死神との出会いへ
「そ、それで……死神さんは、どうしておばあさんを見てたの?ボク達の会話も聞いてたのかな?」
驚くのもそこそこにして、もっともな疑問を死神さんに聞いてみた。
「もっともな疑問だっ いいね。話がズイズイ進むねぇ。いやーそういう話しやすい子はアタシは好きだ。なんだよ、照れるなよーえ?照れてない?早く話をしてほしい?そんな急ぐな、急ぐな。」
―余計なことが多い死神さんだな……―
と半ばあきれていると、
「さて。どうしておばあを見てたか だったね。おばあのこれからがわからないと、担当できないだろ?」
「直接聞けばいいんじゃないの?そっちの方が手っ取り早い。」
うんうん と死神は頷くが、人差し指を口元にあて、少し真面目な口調で、
「ナイショなんだ。どの死神がどの魂の担当かは。だから、遠くで見守るしかないんだよ。いやーもどかしい職だよ。」
そうなのかとボクは納得すると、死神は続ける。
「君の死神もどこからか見守ってくれてるよ。死神が見守っていうのも、どーなのかなーって思うけどね。」
とニヤっと笑った。
「それで?君は畜生道に行くんだったね。んー……君は何になりたいの?」
「ボクはゼンコウが十分じゃないから、選べないよ?」
「希望ってもんを聞いてるだけさ。あるだろう?希望くらい。」
ボクは直感的に
「ボクは、桜の木になりたいな」
死神は一瞬驚いたような反応をしてボクに問う。
「ほほう?どうしてまた、桜の木になんてなりたいのさ。木は不自由だ。自分の意志で動くこともできない。栄養が足りなければ、花も咲かせず、葉も付けずに枯れてしまう。それでも、君は桜の木になりたいのかい?」
―現実的なことを言うあたりは、やはり神の名を持つだけのことはあるな―
と少し感心していると死神は真面目な口調になりながら続けた。
「植物じゃなくてもいいじゃないか、鳥や虫、犬や猫の方が自由じゃない?自由じゃなくていいの?」
だけど、ボクは思ったことをそのまま伝えた。
「ボクは自由というものを手に入れた記憶がないから、よくわからない。きっと大事なもので、素敵なものなんだと思うよ?でも、桜の木だってきっと大事なもので、素敵なものなんだと思ってるよ。桜が開花した時、人間たちはすごく喜ぶ。そうすると、ボクも嬉しい。」
すると死神は大笑いした。周りの魂たちがボクたちを横目で見ながら進んでいく。なんだか恥ずかしい。

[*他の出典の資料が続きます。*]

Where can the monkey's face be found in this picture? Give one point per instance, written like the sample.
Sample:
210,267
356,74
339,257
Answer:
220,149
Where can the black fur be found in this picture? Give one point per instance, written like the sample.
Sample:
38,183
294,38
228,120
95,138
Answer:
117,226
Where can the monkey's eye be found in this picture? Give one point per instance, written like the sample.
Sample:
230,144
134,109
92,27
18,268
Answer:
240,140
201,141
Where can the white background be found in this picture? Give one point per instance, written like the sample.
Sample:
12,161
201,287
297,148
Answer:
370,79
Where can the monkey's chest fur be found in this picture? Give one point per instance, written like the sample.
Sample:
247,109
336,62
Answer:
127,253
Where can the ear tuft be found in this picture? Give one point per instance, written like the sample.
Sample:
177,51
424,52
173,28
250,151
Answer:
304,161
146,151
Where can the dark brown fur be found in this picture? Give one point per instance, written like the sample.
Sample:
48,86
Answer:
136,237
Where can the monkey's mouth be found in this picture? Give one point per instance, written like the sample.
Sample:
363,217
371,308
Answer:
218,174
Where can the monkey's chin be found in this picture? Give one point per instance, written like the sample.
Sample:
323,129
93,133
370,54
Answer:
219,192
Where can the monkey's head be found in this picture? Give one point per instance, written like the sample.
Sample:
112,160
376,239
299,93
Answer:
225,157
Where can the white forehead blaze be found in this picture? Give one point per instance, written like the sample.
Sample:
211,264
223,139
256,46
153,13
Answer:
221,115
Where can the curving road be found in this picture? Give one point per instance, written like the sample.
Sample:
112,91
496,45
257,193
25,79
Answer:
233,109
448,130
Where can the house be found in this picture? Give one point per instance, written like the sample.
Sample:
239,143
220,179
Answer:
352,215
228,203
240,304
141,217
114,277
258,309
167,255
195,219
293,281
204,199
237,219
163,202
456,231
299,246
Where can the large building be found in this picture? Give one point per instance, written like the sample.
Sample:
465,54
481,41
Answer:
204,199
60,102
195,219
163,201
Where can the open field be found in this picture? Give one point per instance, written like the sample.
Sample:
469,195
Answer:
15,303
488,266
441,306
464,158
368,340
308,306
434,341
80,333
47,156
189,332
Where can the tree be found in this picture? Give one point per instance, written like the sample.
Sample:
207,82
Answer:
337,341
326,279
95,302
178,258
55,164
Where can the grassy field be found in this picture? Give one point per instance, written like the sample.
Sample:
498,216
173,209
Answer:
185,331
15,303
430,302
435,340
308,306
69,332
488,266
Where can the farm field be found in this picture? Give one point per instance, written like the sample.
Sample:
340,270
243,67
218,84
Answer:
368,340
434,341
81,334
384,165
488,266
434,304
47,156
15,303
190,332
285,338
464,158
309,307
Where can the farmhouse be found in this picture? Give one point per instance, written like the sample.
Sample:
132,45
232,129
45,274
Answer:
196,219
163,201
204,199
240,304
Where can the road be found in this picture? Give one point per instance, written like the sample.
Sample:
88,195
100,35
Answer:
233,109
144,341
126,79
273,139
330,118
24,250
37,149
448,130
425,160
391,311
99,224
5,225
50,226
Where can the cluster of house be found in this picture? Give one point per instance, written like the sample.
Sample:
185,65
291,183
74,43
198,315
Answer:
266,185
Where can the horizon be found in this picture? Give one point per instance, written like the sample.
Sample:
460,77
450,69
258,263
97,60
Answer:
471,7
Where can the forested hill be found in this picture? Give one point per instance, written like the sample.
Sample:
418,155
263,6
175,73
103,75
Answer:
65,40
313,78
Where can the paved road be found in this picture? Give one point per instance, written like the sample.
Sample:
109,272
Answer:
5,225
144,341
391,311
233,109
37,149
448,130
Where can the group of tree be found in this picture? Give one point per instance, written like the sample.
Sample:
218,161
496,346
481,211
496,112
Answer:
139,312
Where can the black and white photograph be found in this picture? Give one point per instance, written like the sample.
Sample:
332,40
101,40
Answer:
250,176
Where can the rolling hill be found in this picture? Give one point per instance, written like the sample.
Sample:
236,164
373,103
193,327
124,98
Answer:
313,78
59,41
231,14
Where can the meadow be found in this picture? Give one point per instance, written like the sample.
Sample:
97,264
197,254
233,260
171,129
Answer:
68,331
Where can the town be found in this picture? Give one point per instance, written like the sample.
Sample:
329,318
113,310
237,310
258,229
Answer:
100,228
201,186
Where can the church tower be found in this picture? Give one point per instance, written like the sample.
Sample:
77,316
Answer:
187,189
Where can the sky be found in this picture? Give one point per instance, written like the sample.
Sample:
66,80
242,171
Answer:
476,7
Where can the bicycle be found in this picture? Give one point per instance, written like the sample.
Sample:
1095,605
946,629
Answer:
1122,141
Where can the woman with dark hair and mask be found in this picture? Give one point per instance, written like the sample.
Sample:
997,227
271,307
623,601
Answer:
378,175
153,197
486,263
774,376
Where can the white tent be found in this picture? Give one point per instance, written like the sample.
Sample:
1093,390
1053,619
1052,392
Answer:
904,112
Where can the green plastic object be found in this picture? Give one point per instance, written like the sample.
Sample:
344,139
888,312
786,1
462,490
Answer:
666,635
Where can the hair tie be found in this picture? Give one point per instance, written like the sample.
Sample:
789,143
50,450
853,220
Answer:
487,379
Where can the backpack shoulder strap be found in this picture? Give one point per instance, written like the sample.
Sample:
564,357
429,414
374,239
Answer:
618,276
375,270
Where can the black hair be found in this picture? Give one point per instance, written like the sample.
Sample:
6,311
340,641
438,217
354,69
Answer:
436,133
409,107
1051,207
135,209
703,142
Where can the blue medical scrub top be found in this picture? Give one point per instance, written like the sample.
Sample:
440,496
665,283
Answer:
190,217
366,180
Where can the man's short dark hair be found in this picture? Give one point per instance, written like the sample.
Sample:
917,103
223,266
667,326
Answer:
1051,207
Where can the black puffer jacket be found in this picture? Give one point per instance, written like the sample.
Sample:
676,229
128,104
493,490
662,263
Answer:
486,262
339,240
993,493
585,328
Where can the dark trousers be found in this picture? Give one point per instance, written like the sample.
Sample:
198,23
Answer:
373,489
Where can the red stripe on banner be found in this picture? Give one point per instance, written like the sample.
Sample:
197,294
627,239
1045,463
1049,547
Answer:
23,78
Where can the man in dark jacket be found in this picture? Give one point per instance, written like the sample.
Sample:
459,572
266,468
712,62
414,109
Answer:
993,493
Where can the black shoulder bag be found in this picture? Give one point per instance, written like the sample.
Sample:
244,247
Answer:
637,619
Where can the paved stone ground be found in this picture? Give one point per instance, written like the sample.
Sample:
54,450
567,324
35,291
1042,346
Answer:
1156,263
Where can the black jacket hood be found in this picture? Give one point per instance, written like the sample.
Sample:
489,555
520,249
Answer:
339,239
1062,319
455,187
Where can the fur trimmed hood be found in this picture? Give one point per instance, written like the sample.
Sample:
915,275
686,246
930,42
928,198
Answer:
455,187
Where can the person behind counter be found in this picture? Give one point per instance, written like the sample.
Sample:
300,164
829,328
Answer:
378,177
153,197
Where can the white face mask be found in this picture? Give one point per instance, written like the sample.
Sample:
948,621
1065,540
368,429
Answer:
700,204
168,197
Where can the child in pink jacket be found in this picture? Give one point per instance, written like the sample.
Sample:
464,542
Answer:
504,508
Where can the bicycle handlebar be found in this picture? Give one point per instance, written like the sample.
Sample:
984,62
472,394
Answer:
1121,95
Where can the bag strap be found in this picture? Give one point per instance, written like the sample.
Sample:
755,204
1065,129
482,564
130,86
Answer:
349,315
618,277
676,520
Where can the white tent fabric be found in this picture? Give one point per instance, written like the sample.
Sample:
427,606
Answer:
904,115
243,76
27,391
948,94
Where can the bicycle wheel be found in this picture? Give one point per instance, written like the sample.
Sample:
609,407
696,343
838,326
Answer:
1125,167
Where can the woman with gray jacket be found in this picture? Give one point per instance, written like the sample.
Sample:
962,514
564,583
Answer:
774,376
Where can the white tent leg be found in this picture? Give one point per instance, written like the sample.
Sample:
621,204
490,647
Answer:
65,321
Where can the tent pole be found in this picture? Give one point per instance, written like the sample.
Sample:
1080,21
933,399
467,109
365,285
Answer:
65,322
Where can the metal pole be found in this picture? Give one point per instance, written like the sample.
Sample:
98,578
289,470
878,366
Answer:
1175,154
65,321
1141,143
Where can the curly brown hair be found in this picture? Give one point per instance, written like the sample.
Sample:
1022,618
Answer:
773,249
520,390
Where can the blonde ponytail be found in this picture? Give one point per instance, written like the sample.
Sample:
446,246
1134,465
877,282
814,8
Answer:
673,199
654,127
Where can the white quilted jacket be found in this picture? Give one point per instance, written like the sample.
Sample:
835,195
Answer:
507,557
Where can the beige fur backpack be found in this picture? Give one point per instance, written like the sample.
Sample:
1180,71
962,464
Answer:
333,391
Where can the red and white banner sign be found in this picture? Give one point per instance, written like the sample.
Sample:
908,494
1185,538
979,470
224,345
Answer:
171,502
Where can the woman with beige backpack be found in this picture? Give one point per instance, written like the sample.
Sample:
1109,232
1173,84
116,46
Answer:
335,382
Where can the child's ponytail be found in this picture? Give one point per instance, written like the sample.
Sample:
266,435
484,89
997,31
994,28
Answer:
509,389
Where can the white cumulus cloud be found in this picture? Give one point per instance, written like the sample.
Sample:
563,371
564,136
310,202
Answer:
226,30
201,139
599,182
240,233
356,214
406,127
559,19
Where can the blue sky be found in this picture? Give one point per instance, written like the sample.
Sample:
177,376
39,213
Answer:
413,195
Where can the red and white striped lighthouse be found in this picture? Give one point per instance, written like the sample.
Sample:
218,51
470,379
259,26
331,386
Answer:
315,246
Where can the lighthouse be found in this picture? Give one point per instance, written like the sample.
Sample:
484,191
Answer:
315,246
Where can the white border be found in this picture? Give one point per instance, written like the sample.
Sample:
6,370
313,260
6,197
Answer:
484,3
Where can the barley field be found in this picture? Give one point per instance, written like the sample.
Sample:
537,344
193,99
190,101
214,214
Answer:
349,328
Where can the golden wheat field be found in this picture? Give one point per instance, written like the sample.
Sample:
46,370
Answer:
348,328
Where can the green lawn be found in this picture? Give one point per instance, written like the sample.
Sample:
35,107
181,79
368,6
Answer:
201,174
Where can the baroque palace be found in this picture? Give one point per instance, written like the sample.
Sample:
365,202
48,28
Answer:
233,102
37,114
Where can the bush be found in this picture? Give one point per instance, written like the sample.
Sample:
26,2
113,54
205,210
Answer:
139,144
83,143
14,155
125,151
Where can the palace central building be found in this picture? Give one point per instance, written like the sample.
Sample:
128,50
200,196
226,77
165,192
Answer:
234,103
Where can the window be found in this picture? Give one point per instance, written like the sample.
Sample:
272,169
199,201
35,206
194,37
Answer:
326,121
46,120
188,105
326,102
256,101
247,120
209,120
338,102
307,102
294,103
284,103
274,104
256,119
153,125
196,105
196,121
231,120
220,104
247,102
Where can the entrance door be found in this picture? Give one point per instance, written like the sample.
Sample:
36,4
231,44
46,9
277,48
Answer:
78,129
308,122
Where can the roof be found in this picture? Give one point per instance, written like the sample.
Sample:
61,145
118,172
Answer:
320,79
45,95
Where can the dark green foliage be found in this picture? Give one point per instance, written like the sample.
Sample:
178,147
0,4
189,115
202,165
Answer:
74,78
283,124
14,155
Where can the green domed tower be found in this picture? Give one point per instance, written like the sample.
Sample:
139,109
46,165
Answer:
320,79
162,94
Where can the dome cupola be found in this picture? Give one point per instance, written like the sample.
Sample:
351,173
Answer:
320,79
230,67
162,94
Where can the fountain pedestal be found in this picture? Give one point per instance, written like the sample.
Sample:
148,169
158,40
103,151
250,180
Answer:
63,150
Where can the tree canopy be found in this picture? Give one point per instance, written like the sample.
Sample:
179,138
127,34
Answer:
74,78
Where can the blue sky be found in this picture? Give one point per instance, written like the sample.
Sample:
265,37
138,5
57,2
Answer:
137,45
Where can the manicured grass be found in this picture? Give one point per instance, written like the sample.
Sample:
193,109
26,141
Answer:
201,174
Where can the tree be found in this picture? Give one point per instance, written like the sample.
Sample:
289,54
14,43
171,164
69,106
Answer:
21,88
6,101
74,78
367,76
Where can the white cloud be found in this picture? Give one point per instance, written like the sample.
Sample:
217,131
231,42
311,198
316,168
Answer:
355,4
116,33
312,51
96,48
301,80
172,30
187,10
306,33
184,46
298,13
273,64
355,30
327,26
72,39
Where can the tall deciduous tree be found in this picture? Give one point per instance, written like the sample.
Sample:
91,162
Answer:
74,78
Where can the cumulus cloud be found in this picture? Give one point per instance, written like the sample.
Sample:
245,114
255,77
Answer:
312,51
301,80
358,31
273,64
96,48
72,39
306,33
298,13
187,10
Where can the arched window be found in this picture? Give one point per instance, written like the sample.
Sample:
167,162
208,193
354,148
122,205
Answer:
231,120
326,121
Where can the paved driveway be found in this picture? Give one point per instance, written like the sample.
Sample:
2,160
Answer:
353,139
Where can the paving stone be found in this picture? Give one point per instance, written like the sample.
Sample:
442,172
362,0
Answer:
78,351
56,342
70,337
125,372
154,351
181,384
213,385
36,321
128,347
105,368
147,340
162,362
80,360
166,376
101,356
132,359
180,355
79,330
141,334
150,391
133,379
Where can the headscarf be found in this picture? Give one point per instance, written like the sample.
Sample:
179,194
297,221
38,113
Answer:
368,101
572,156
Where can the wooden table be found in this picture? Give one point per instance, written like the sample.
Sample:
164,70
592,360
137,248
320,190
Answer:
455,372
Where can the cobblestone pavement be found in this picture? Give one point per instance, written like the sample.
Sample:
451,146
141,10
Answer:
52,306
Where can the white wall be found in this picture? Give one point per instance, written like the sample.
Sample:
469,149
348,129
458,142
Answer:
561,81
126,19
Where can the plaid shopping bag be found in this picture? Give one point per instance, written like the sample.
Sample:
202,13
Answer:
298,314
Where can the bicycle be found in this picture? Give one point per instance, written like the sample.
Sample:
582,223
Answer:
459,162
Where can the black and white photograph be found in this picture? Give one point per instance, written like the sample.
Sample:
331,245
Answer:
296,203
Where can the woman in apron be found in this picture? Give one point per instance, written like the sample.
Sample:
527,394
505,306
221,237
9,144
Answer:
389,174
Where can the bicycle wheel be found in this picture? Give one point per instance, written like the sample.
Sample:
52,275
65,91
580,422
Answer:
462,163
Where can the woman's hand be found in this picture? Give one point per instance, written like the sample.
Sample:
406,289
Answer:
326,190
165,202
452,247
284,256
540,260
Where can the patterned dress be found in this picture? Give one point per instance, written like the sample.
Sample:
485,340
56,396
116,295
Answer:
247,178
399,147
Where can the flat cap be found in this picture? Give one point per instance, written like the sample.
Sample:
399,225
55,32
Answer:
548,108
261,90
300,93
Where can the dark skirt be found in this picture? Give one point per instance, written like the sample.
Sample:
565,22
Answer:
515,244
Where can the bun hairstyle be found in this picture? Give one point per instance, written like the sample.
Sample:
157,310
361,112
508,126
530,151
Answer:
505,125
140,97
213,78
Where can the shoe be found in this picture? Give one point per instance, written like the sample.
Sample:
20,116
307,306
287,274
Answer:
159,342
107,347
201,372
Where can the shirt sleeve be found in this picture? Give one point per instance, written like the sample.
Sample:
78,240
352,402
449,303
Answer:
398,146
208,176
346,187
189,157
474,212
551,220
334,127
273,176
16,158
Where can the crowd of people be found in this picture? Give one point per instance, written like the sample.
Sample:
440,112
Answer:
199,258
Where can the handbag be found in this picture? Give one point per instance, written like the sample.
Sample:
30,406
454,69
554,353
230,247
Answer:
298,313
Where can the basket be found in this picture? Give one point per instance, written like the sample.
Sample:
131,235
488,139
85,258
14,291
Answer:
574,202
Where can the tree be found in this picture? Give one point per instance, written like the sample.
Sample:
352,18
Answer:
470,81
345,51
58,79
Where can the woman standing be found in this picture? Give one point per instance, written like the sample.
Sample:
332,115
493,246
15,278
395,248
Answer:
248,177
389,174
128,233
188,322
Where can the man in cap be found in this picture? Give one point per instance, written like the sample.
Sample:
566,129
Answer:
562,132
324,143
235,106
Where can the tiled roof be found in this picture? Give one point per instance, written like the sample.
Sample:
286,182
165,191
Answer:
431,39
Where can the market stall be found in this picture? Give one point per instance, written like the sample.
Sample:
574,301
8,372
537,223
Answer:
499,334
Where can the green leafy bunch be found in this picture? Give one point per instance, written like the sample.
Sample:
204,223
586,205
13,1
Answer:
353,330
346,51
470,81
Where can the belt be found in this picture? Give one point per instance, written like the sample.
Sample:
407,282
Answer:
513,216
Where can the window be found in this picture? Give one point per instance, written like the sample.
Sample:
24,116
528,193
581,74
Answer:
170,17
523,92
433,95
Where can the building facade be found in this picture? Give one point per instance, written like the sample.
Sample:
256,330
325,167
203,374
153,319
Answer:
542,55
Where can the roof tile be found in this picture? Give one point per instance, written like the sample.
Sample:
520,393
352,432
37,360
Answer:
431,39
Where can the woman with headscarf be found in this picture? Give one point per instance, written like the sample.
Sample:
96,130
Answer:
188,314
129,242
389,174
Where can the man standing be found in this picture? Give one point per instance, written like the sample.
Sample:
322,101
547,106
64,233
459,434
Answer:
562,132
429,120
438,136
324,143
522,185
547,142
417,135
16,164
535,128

「はっはははは……あーおかしかった。いやいや、君の言うことはもっともだ。そのことを忘れないでほしいね。あーふふふ……そうか。そうか。君は、その桜としての大事さや素敵さを手に入れたいのか。自由よりも。そうかそうか。ふふふ……面白い子だな。君は。」
ボクは少しイライラしながら、
「すごくバカにされている気がするけど……?」
と言うと、死神は 違う違う と身振りも併せて言ってきたが、笑いは止まってない。
―まったくこの死神は……なんなんだ……―
とあきれながらも、ボクも笑みが出る。
死神が笑い終え、次の担当を見に行かねばらないと言い残して、飛び去って行った。
そして、ボクは畜生道を進んで行き、魂として出会う最後の天使との面談をしに行った。